With this, if I start up Emacs and start to edit a file myfile.c,
I get this far:

main()
{
        int i

Pretend there's a tab in front of int. When I add a semicolon
to that line, it backindents it to column 2 (counting from 0),
which is what I meant about the local modes taking over.

If I edit a plain text file, e.g., myfile.txt or without an
extension, a tab indents me only four spaces. If a line
is indented more spaces, typing a tab on the line below
indents the next line to whatever column the previous
line is indented to.

Mind you, I think that's clever and wonderful, but what
my friend wants is whenever he presses a TAB key,
in whatever mode, and in whatever context, it skips
to the next 8-character tab stop, regardless of the mode,
the position of the line above, etc. And whenever he
hits RETURN, he wants the cursor to go to column zero
of the next line, period, no ifs ands or buts.
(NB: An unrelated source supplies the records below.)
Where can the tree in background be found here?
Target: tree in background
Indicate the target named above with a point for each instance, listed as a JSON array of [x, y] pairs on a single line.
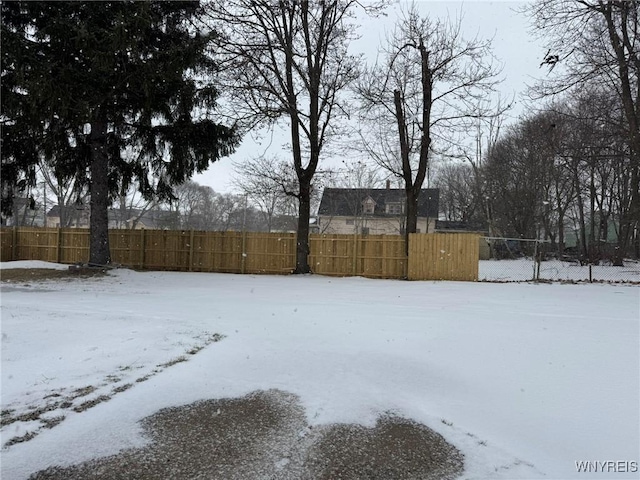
[[85, 83], [597, 42], [289, 60], [429, 84], [271, 184]]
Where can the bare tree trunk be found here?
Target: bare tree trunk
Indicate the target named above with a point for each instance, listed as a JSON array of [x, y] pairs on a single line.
[[304, 214], [99, 253]]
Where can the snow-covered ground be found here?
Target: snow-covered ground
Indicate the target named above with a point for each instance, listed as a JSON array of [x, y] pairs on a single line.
[[525, 379]]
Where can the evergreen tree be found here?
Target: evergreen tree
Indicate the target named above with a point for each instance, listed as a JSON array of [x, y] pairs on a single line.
[[109, 93]]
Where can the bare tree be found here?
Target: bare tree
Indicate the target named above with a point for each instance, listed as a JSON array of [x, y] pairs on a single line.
[[597, 41], [458, 200], [289, 60], [270, 183], [428, 86]]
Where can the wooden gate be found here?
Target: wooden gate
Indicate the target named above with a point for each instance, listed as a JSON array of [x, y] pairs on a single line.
[[443, 256]]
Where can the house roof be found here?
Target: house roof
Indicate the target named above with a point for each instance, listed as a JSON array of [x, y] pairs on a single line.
[[459, 226], [345, 202]]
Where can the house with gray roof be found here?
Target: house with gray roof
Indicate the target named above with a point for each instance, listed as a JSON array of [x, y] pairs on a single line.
[[374, 211]]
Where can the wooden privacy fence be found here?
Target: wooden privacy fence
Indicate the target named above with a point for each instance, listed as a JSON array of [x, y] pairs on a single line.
[[431, 256]]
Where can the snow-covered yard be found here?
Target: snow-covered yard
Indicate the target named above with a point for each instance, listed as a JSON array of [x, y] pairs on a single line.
[[526, 380]]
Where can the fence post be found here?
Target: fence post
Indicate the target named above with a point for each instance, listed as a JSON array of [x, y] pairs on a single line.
[[355, 254], [59, 246], [14, 243], [244, 251], [191, 250], [142, 248]]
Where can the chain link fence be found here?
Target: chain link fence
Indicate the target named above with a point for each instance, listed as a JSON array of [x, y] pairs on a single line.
[[522, 260]]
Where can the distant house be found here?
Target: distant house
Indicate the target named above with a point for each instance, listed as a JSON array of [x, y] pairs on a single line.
[[77, 216], [25, 212], [374, 211]]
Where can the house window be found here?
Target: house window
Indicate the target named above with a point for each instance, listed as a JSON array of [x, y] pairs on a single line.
[[368, 206], [394, 208]]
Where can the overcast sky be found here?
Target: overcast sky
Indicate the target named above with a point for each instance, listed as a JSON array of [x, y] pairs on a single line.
[[513, 44]]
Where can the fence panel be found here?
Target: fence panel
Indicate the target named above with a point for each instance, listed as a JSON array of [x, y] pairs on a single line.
[[73, 246], [333, 254], [6, 244], [432, 256], [443, 256], [36, 244]]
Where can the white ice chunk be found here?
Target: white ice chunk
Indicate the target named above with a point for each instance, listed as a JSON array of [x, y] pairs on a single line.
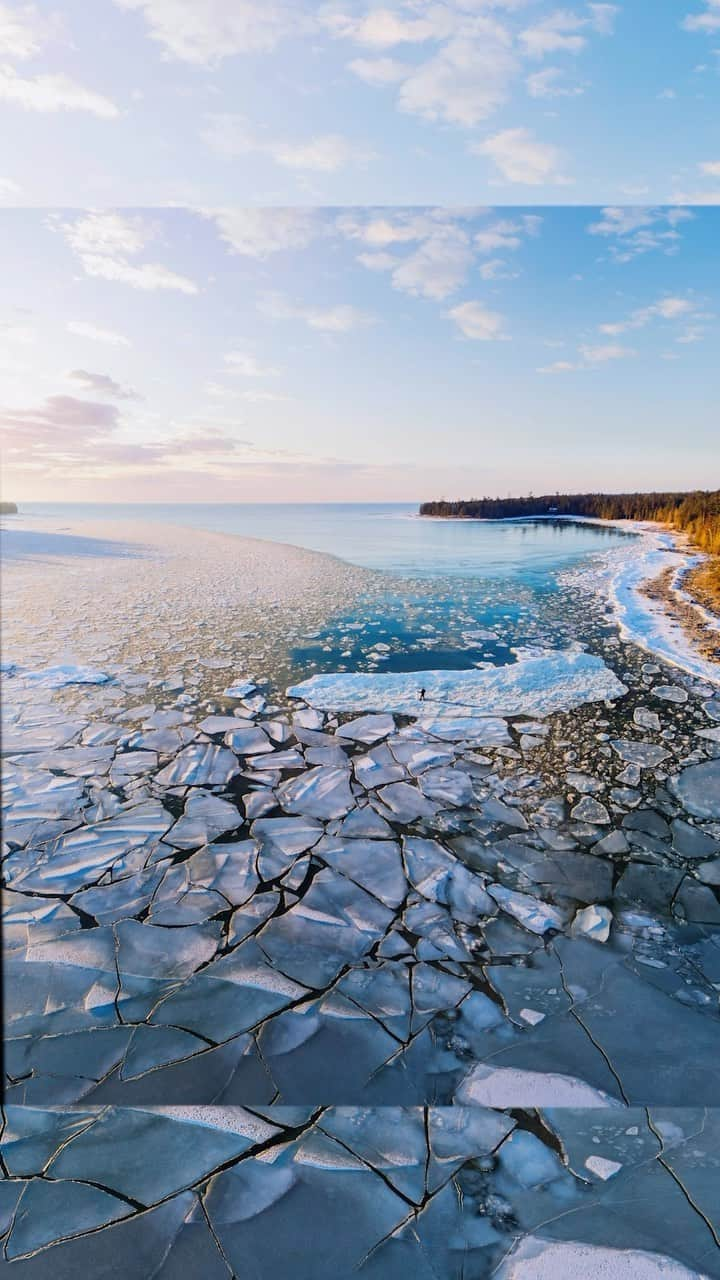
[[531, 912], [538, 684]]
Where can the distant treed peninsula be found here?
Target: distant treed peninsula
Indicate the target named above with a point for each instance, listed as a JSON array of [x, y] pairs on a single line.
[[695, 513]]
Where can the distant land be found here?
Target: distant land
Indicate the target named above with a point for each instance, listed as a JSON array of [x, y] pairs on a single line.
[[695, 513]]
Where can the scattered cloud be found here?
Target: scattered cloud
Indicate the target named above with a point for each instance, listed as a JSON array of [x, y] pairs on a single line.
[[551, 83], [706, 21], [83, 329], [101, 384], [665, 309], [591, 356], [433, 251], [232, 136], [506, 233], [336, 319], [104, 242], [57, 92], [22, 32], [260, 232], [247, 366], [464, 83], [602, 352], [477, 321], [564, 31], [638, 231], [440, 248], [519, 158], [204, 32]]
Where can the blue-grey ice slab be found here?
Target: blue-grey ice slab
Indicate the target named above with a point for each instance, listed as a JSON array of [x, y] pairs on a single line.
[[67, 673], [183, 1191], [205, 817], [200, 764], [698, 789], [367, 728], [80, 856], [320, 792], [538, 684], [247, 740], [534, 915]]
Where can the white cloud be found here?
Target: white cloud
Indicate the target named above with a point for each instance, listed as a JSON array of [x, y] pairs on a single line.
[[382, 28], [247, 366], [260, 232], [638, 231], [564, 31], [477, 321], [206, 31], [464, 83], [522, 159], [559, 366], [707, 21], [103, 243], [496, 269], [697, 197], [378, 261], [438, 266], [106, 233], [22, 31], [665, 309], [601, 353], [231, 135], [83, 329], [442, 248], [506, 233], [551, 83], [378, 71], [149, 277], [53, 94], [591, 356], [101, 384], [336, 319]]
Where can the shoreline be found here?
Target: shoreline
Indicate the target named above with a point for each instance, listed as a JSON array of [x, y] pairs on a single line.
[[648, 595]]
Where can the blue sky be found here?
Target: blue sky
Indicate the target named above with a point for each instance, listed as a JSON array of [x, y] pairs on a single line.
[[358, 355], [450, 101]]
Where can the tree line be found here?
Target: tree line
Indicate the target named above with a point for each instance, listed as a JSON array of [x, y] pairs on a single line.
[[696, 513]]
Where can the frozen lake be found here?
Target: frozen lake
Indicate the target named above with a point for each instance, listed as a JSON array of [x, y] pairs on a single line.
[[386, 536]]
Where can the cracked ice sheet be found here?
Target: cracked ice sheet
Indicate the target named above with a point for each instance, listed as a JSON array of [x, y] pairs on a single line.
[[361, 956], [433, 1192]]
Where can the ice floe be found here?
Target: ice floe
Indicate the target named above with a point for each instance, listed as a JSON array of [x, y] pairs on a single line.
[[538, 684]]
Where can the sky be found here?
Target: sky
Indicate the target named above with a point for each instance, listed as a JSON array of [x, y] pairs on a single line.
[[309, 355], [208, 103]]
And I'm pretty sure that when he hits other keys, such
as semicolons, curly brackets, and other syntactically
significant characters within some given mode, he
wants it *not* to change the alignment of the current
line or any other line nearby.

One would think that would be pretty easy to do, but the
subtleties of various languages and accompanying modes
are so thoroughly built in that it's hard to escape them.
Most people consider that a Good Thing.